Governments can't do much about the social culture of the people they rule. After all, Russian ways survived 80 years of totalitarian communism.

But they could start by cancelling all state-sponsored booze-ups on St Patrick's Day, with all this year's receptions cancelled — not least because they'll actually be paid for by our grandchildren.
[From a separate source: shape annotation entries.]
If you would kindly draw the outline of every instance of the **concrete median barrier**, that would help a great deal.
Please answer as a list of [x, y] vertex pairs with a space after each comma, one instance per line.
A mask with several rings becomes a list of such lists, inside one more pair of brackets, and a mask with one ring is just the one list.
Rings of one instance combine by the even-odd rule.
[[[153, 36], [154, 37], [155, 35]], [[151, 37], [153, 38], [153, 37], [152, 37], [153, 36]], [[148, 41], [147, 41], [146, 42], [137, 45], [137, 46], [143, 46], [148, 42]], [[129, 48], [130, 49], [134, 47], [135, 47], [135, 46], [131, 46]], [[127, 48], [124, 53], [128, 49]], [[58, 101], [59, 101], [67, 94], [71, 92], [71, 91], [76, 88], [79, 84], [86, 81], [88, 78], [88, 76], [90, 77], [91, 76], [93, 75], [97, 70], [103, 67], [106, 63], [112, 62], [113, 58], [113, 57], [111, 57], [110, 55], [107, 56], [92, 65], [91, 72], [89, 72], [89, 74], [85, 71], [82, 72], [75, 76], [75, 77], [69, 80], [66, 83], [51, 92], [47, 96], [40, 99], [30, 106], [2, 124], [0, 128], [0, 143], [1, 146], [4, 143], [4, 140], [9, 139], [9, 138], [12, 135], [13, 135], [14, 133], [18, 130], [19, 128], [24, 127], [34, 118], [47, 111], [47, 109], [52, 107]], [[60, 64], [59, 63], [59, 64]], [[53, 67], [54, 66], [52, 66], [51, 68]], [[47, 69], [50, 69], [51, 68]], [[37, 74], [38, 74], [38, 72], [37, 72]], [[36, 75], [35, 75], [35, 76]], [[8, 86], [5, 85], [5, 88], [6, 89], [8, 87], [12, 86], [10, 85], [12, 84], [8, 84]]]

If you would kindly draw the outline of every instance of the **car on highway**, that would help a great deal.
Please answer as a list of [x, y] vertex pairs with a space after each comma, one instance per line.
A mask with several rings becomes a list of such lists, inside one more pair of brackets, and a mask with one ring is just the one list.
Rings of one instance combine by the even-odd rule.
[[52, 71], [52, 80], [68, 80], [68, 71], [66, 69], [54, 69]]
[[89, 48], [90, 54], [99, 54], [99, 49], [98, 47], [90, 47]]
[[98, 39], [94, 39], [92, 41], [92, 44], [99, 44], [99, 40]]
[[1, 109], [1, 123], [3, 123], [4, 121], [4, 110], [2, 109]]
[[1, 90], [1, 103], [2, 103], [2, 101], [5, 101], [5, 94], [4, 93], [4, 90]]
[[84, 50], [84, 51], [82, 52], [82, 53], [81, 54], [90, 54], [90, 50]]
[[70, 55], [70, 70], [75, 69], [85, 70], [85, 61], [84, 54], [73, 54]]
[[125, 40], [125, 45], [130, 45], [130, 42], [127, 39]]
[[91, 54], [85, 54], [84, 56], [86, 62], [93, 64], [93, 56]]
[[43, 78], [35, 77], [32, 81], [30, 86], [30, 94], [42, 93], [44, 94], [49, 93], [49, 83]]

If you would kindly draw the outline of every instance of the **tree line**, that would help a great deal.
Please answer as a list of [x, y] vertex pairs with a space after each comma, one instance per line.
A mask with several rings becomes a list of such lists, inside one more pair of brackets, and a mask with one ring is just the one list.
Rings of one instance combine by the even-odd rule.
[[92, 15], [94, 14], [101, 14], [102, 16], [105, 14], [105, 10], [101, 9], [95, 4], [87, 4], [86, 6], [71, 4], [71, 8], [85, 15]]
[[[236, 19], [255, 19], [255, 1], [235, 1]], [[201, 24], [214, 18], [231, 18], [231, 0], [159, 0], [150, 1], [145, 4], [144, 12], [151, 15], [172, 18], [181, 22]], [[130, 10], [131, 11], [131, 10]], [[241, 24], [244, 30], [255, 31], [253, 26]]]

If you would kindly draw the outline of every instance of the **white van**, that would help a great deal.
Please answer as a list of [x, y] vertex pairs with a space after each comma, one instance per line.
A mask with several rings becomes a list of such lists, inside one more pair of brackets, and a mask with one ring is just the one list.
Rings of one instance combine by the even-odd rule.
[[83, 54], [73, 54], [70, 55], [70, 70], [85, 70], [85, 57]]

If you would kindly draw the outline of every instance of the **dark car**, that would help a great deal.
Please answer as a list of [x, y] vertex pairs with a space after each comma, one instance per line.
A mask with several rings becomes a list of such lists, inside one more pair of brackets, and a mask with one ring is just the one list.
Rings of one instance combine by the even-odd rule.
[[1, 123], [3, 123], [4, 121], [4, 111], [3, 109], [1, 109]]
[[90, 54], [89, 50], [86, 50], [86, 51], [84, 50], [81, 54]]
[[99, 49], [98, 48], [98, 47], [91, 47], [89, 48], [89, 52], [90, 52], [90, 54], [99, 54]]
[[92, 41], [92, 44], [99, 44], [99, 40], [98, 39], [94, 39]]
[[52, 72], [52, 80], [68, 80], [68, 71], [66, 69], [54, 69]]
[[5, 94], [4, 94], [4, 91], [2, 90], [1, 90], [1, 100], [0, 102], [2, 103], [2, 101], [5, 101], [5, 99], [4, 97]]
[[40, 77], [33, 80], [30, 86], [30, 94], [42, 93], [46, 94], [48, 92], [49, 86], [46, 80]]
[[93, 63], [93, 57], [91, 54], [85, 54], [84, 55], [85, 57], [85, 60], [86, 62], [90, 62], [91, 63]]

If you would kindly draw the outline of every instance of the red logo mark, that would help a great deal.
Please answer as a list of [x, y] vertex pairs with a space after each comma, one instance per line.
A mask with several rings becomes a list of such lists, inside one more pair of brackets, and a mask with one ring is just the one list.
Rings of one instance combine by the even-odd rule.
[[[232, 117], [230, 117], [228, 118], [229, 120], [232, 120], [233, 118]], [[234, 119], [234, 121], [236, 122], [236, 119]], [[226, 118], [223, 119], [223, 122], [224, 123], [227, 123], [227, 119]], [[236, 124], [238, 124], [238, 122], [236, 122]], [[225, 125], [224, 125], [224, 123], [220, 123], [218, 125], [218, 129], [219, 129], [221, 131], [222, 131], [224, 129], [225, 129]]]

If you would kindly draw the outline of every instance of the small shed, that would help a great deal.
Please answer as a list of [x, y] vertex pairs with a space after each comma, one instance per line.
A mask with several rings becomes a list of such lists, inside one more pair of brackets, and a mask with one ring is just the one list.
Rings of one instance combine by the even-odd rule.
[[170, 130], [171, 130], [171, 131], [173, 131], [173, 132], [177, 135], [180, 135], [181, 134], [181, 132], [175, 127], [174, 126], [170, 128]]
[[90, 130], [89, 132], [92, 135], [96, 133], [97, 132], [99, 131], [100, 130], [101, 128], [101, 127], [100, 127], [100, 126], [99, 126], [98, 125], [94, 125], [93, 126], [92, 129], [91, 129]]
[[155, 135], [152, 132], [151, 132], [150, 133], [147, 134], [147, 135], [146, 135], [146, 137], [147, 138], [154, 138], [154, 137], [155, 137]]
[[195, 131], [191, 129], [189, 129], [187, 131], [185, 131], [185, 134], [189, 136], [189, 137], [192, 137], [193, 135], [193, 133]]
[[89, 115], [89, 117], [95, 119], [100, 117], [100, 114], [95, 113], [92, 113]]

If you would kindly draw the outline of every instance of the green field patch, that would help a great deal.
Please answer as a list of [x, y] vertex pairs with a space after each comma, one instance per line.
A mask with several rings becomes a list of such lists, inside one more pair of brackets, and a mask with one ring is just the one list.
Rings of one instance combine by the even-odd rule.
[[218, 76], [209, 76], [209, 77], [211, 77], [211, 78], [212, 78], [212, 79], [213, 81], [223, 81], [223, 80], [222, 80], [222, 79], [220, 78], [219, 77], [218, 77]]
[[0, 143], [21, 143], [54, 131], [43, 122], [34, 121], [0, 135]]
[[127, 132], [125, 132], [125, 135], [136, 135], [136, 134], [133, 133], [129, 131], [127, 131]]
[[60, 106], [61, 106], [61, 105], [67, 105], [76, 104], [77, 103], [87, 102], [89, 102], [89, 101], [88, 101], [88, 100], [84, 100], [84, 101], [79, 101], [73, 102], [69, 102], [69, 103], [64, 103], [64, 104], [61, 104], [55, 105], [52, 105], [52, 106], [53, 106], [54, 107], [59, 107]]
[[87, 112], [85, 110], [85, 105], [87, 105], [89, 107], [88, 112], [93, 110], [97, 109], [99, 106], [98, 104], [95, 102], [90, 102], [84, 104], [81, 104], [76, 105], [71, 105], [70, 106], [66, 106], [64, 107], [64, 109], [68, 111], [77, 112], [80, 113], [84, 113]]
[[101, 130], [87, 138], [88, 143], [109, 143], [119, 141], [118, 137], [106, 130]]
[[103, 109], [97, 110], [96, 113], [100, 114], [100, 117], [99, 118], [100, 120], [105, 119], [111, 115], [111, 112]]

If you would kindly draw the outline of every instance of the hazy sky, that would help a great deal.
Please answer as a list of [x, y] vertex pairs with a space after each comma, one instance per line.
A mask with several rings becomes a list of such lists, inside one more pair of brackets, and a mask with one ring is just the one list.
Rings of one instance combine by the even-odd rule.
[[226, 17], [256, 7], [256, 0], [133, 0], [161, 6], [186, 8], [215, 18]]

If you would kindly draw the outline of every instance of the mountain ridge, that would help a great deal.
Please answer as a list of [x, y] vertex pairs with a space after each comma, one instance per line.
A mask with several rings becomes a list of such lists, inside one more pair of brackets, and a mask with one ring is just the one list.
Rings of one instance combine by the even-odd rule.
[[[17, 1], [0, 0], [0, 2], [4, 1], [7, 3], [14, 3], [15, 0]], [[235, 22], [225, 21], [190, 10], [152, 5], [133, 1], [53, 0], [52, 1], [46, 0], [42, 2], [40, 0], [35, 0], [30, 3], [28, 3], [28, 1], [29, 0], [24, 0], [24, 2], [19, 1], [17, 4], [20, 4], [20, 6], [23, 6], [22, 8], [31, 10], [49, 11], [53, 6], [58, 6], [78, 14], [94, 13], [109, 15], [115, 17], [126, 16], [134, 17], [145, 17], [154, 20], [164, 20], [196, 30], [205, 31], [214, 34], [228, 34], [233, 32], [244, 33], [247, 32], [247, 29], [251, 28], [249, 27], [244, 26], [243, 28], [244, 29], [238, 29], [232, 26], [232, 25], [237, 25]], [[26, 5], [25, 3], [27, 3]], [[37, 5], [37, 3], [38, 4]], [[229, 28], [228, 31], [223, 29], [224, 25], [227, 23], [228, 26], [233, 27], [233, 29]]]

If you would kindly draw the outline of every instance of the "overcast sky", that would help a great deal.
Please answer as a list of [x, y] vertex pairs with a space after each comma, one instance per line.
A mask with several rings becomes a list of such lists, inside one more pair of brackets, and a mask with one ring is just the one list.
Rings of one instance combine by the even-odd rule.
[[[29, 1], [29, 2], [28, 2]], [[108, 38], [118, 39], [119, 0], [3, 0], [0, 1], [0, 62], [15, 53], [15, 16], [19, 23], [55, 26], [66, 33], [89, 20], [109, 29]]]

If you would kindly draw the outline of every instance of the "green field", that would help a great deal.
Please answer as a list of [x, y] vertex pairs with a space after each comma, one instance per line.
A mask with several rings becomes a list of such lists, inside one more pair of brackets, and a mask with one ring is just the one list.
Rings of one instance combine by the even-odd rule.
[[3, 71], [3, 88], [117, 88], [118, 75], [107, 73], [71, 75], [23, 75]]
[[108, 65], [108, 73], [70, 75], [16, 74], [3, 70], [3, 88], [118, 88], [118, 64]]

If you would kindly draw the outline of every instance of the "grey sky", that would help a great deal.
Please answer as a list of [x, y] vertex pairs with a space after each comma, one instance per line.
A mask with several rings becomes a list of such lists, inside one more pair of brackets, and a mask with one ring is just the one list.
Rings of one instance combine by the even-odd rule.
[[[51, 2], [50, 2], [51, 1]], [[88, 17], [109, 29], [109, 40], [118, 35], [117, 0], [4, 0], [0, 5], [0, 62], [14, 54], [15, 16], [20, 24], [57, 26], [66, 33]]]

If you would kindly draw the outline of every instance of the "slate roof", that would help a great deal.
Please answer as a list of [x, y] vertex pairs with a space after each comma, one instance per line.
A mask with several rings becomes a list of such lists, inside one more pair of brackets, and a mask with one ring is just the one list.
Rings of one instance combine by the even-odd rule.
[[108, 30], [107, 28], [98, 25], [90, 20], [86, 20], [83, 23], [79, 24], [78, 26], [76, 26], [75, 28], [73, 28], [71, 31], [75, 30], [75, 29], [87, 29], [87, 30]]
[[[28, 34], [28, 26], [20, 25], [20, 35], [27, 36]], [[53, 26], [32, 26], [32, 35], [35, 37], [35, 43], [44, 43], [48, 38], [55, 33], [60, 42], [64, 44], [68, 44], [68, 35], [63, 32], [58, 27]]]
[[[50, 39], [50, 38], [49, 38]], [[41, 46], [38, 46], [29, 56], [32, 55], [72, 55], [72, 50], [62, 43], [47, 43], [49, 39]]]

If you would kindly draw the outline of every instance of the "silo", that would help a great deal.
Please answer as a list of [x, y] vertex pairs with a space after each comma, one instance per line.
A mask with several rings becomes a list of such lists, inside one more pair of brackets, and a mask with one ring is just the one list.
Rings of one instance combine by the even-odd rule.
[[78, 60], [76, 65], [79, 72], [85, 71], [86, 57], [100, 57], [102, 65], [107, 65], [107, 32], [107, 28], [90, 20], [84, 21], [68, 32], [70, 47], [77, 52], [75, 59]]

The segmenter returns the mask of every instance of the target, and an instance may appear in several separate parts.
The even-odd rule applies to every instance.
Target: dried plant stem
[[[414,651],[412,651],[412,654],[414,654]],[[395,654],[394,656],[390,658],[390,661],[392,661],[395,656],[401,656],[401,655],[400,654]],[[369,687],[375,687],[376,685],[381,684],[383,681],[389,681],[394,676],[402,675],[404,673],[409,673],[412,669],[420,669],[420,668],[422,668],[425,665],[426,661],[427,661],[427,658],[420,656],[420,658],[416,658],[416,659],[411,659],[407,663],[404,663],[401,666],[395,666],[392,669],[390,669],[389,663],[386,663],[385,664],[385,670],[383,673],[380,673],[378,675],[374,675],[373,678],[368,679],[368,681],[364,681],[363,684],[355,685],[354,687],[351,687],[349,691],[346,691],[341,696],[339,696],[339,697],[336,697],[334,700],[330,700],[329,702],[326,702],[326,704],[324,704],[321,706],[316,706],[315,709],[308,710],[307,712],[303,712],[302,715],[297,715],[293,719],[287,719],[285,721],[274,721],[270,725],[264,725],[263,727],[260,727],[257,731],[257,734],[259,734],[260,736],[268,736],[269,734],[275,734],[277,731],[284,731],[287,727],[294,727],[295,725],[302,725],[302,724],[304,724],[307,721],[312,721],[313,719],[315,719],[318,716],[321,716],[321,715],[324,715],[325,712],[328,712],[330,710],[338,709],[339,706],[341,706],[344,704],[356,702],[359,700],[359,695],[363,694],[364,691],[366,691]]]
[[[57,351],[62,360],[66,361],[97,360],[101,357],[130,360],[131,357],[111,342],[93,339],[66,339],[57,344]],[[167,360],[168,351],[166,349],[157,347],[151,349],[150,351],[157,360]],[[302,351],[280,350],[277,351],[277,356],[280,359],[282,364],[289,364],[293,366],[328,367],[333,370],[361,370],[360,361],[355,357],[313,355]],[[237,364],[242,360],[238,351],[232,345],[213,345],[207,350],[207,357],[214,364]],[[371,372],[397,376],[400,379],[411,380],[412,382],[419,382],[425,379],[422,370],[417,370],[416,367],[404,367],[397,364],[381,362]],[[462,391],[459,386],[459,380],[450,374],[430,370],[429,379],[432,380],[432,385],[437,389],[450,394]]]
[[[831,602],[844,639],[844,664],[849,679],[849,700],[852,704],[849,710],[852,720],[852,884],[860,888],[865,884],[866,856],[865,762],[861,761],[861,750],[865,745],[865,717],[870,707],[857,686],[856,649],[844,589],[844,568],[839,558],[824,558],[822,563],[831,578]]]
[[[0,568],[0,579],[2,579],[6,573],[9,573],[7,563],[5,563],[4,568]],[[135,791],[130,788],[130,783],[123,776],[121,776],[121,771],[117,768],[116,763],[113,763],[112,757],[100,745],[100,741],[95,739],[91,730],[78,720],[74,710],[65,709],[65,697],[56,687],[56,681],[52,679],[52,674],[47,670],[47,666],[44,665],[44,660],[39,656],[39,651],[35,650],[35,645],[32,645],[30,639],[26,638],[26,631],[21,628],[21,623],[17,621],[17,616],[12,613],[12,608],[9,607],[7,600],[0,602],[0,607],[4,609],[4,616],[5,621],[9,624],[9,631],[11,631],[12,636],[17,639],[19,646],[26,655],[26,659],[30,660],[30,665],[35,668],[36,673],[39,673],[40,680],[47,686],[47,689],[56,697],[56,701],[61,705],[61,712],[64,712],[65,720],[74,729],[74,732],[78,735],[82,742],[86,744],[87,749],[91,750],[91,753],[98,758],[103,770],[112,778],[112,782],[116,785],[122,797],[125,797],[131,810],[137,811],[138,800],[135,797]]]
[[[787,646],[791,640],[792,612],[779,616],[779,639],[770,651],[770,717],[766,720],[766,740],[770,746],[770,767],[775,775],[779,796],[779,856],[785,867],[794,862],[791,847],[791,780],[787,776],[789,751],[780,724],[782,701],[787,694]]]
Pubs and off-licences should only be allowed to open an hour after St Patrick's parades are over.

Street drinking must be rewarded with booze being poured over the offender's head. And public urination should be punished by making offenders — both male and female — pass water into specially -made 220-volt floor-sockets at the local police station.

We’ve had plenty of law. Perhaps it’s time for some order.